Graves’ disease is the most common alemtuzumab-associated thyroid dysfunction (60%–70%). ⁷ There is a specific susceptibility to develop Graves’ disease. ⁹

In a phase 2 trial of patients with RRMS treated with alemtuzumab, positive antibodies were found in 84.7% of episodes of overt or subclinical hyperthyroidism. The presence of TRAb is usually specific for Graves’ syndrome, despite this can turn to Hashimoto’s thyroiditis and hypothyroidism and vice versa. The probability that an individual will develop TRAb positive and Graves’ disease depends on sex, human leukocyte antigen (HLA) genotype, and family history, ¹¹ and positivity to the TRAb indicates a probable relapse of the disease.

We reported here the case of a patient with RRMS who developed thyroid disease after treatment with alemtuzumab. The patient showed a phase of thyrotoxicosis with positive anti-TG and anti-TPO antibodies, but a negative TSH receptor antibody, followed by a spontaneous phase of hypothyroidism, and she achieved euthyroidism only after LT4 administration.

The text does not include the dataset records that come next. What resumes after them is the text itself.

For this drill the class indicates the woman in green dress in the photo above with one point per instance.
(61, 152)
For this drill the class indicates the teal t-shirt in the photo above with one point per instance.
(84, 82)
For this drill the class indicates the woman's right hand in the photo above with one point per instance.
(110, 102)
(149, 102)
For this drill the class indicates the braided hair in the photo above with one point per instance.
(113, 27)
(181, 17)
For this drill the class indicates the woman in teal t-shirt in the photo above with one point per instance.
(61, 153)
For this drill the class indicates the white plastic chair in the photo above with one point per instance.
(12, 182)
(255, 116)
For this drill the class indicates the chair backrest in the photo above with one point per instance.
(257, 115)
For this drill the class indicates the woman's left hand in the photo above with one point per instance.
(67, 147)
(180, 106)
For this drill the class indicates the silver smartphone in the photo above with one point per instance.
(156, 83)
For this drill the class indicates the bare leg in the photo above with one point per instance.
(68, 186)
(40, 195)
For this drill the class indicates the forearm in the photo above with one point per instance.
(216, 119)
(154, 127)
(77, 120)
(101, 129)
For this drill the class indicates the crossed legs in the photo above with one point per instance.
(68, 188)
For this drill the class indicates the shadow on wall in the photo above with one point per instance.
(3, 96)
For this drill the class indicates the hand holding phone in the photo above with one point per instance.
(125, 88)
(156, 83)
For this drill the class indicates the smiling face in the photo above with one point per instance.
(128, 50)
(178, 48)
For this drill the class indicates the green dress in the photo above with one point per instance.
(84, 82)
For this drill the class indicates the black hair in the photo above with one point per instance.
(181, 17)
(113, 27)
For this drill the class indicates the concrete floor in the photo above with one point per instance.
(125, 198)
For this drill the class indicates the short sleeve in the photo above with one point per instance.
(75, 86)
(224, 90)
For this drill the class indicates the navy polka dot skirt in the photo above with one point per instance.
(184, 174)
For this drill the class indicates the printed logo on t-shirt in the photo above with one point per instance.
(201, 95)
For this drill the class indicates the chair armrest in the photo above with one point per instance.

This case report aims to remember the hypothesis that although Graves’ disease is the most common thyroid autoimmune disease that develops during treatment with alemtuzumab, it must be considered that destructive thyroiditis with thyrotoxicosis may be found and that spontaneous remission of overt thyrotoxicosis may occur in some patients. Indeed, Daniels and colleagues have reported that this disease may be found in about 4% of the patients. ⁵ In our case, it is interesting to note the rapid spontaneous resolution of thyrotoxicosis to emphasize that the normalization of thyroid dysfunction can be achieved. In light of all these, we suggest pretreatment screening and continued follow-up for thyroid function and autoimmune assessment in patients with RRMS undergoing treatment with alemtuzumab.